Menurut al-Aini, keempat amalan ini diurutkan berdasarkan kemampuan seseorang. Sehingga keempat urutan ini bersifat pilihan, yakni seseorang bisa memilih sesuai amalan yang ia mampu. Jika ia mampu mengerjakan semuanya, maka hal itu lebih baik.
واعلم أنه لا ترتيب فيما تضمنه الحديث المذكور، وإنما هو للإيضاح لما يفعله من عجز عن خصلة من الخصال المذكورة، فإنه يمكنه خصلة أخرى، فمن أمكنه أن يعمل بيده فيتصدق، وأن يغيث الملهوف وأن يأمر بالمعروف وينهى عن المنكر ويمسك عن الشر فليفعل الجميع.
“Perlu diketahui bahwa tidak ada urutan secara khusus untuk poin yang terdapat dalam hadis tersebut. Sebenarnya hal itu merupakan penjelas atas hal yang bisa dilakukan orang yang tidak mampu mengerjakan salah satu amalan dan bisa memilih untuk mengerjakan amalan lain yang ia mampu.
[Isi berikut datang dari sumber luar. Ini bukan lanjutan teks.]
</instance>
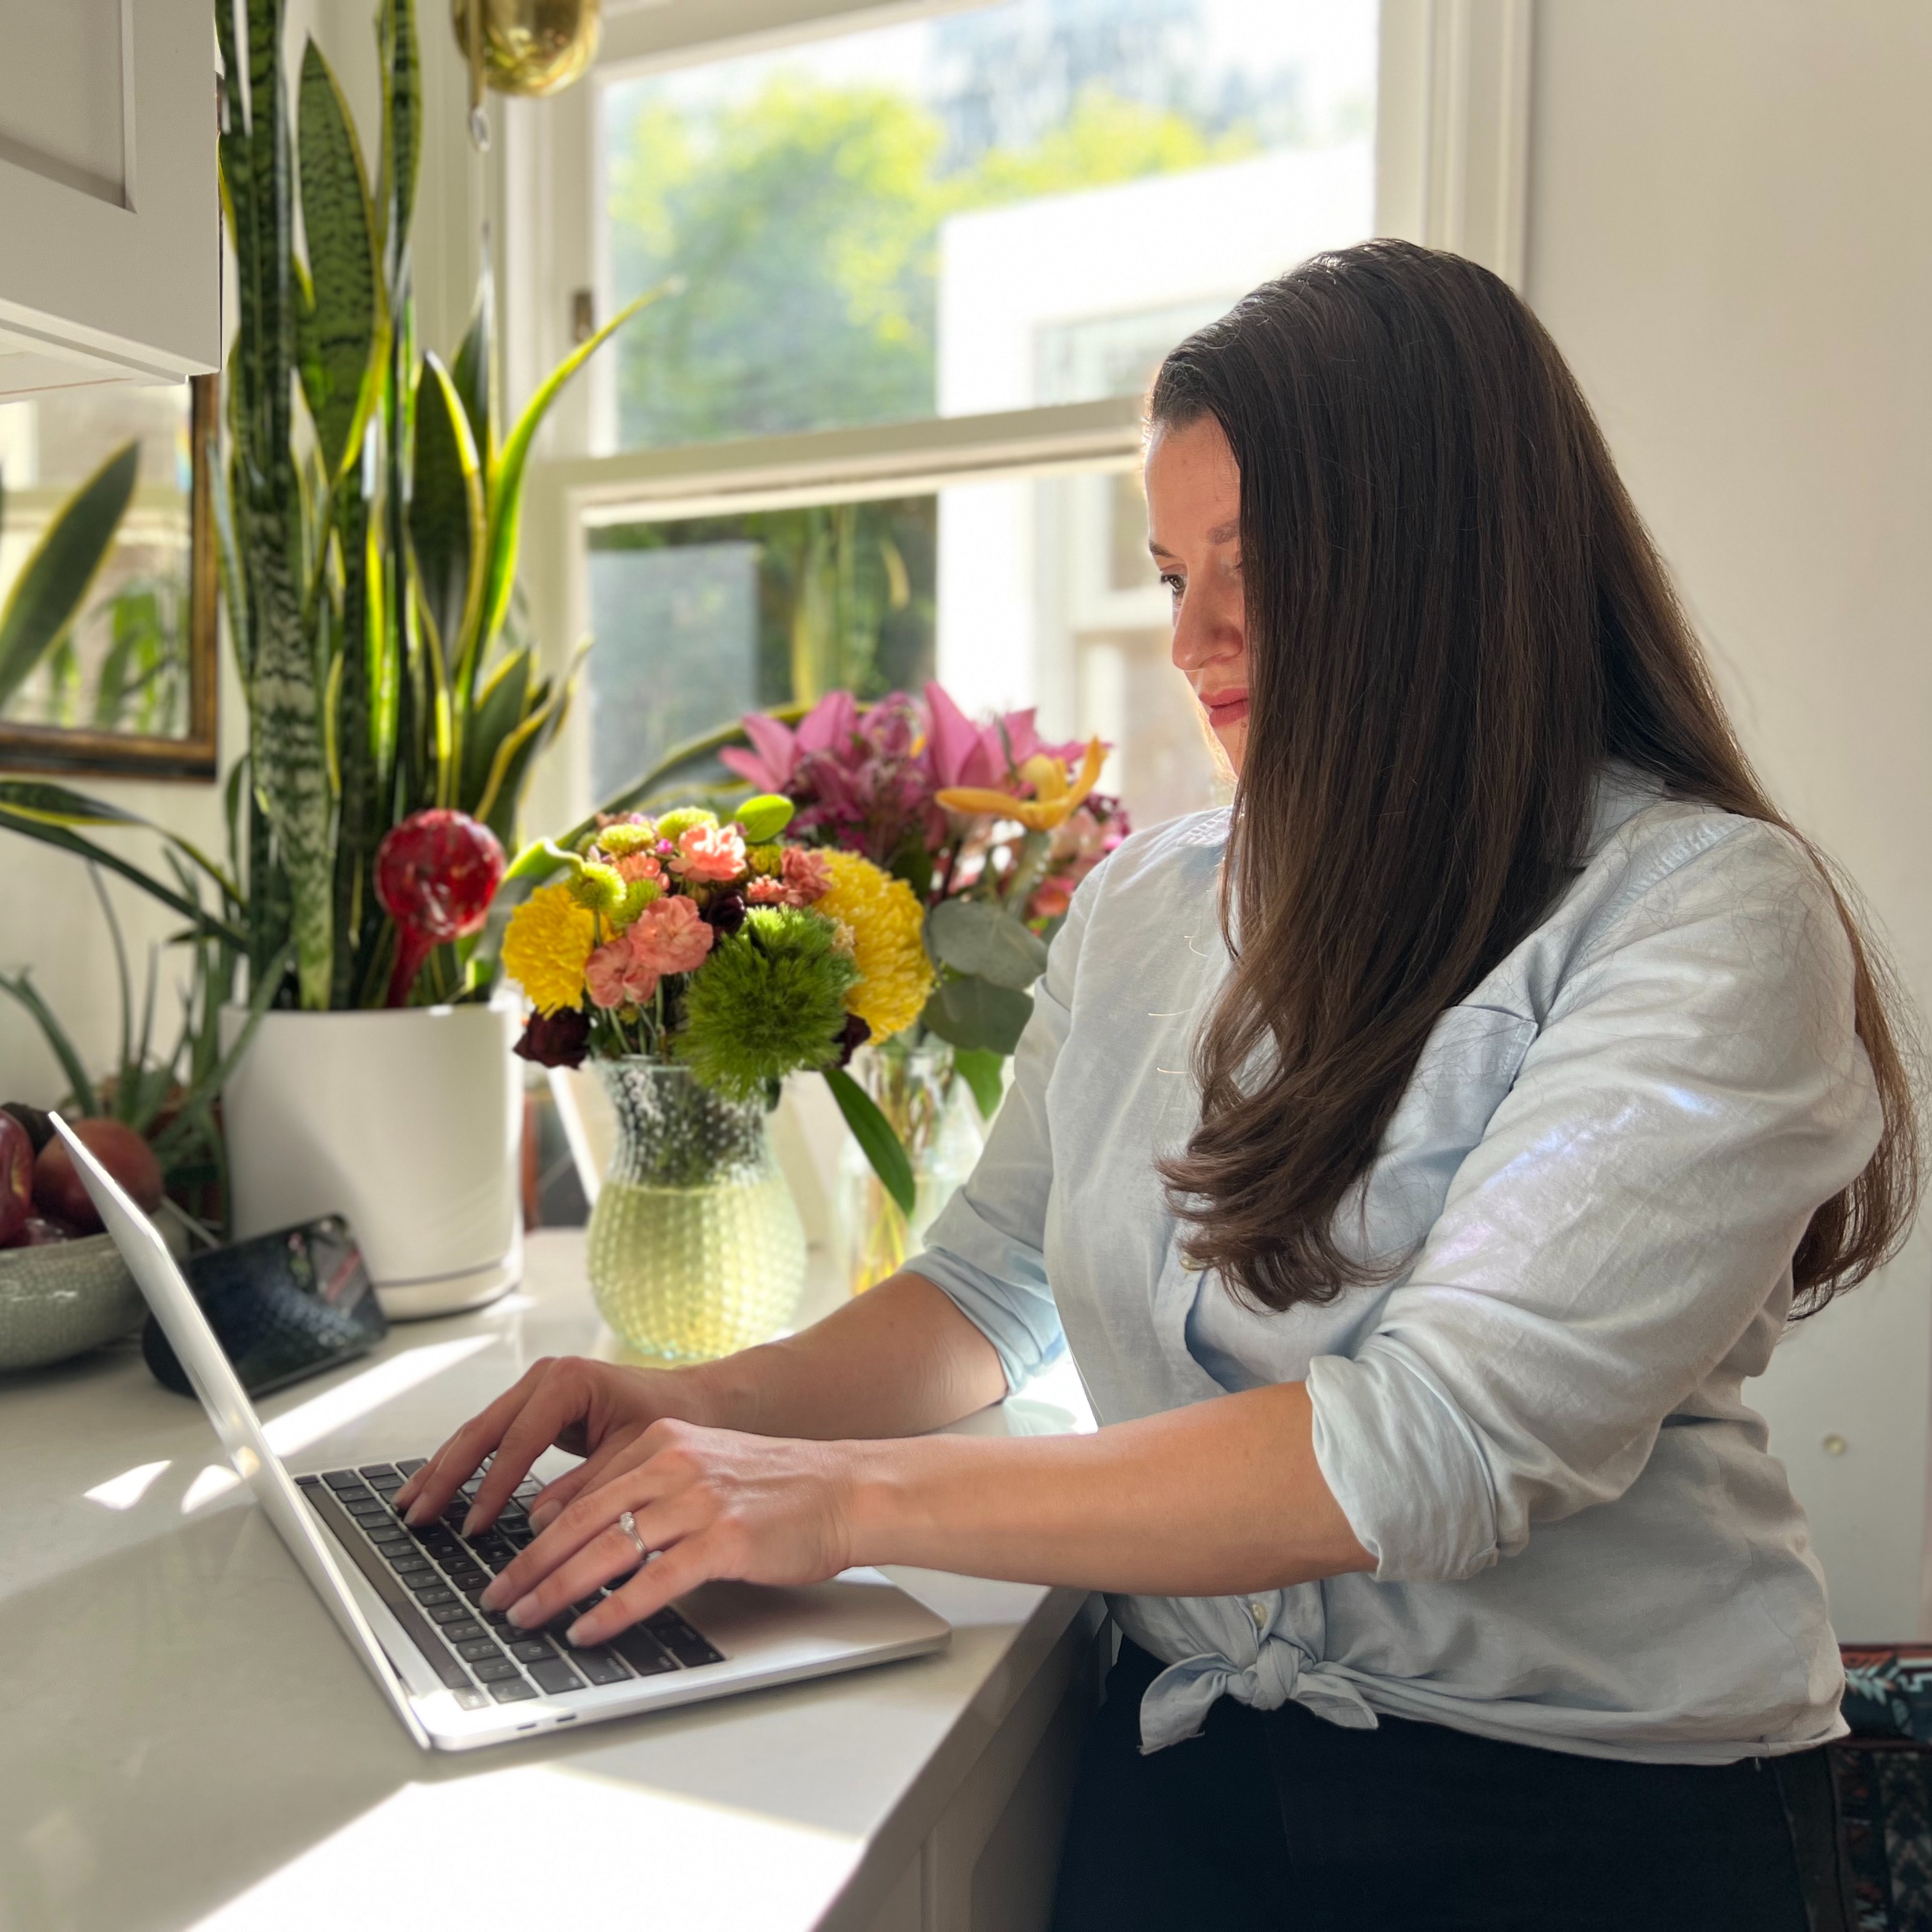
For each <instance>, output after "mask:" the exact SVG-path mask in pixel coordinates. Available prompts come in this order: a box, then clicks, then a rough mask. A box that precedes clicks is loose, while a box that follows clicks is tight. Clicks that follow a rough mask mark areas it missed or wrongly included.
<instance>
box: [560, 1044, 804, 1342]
mask: <svg viewBox="0 0 1932 1932" xmlns="http://www.w3.org/2000/svg"><path fill="white" fill-rule="evenodd" d="M595 1065H597V1072H599V1076H601V1078H603V1084H605V1092H607V1094H609V1095H611V1105H612V1109H614V1113H616V1151H614V1153H612V1157H611V1173H609V1175H607V1177H605V1182H603V1188H601V1190H599V1194H597V1206H595V1208H593V1209H591V1225H589V1277H591V1294H593V1296H595V1300H597V1308H599V1312H601V1314H603V1318H605V1321H609V1323H611V1327H612V1329H614V1331H616V1333H618V1335H620V1337H622V1339H624V1341H626V1343H628V1345H630V1347H632V1349H636V1350H638V1352H639V1354H647V1356H655V1358H659V1360H667V1362H709V1360H715V1358H717V1356H721V1354H730V1352H732V1350H734V1349H750V1347H752V1345H753V1343H761V1341H771V1339H773V1335H779V1333H781V1331H782V1329H784V1327H786V1325H788V1323H790V1321H792V1318H794V1316H796V1314H798V1298H800V1294H802V1293H804V1285H806V1231H804V1223H802V1221H800V1219H798V1206H796V1204H794V1202H792V1190H790V1188H788V1186H786V1184H784V1175H782V1173H781V1171H779V1163H777V1157H775V1155H773V1151H771V1132H769V1126H767V1117H765V1109H763V1105H761V1103H759V1101H742V1103H740V1101H728V1099H723V1097H721V1095H717V1094H713V1092H711V1090H709V1088H707V1086H701V1084H699V1082H697V1080H696V1078H694V1076H692V1072H690V1068H688V1066H672V1065H665V1063H661V1061H647V1059H622V1061H597V1063H595Z"/></svg>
Jika memungkinkan untuk melakukan semuanya: bekerja dan bersedekah, menolong orang, menegakkan kebenaran dan mencegah kemungkaran serta menahan untuk melakukan perbuatan tercela, maka lakukanlah semuanya.” [lihat; Badruddin al-Aini, Umdatul Qari fi Syarhi Sahih al-Bukhari, j. 8, h. 312.].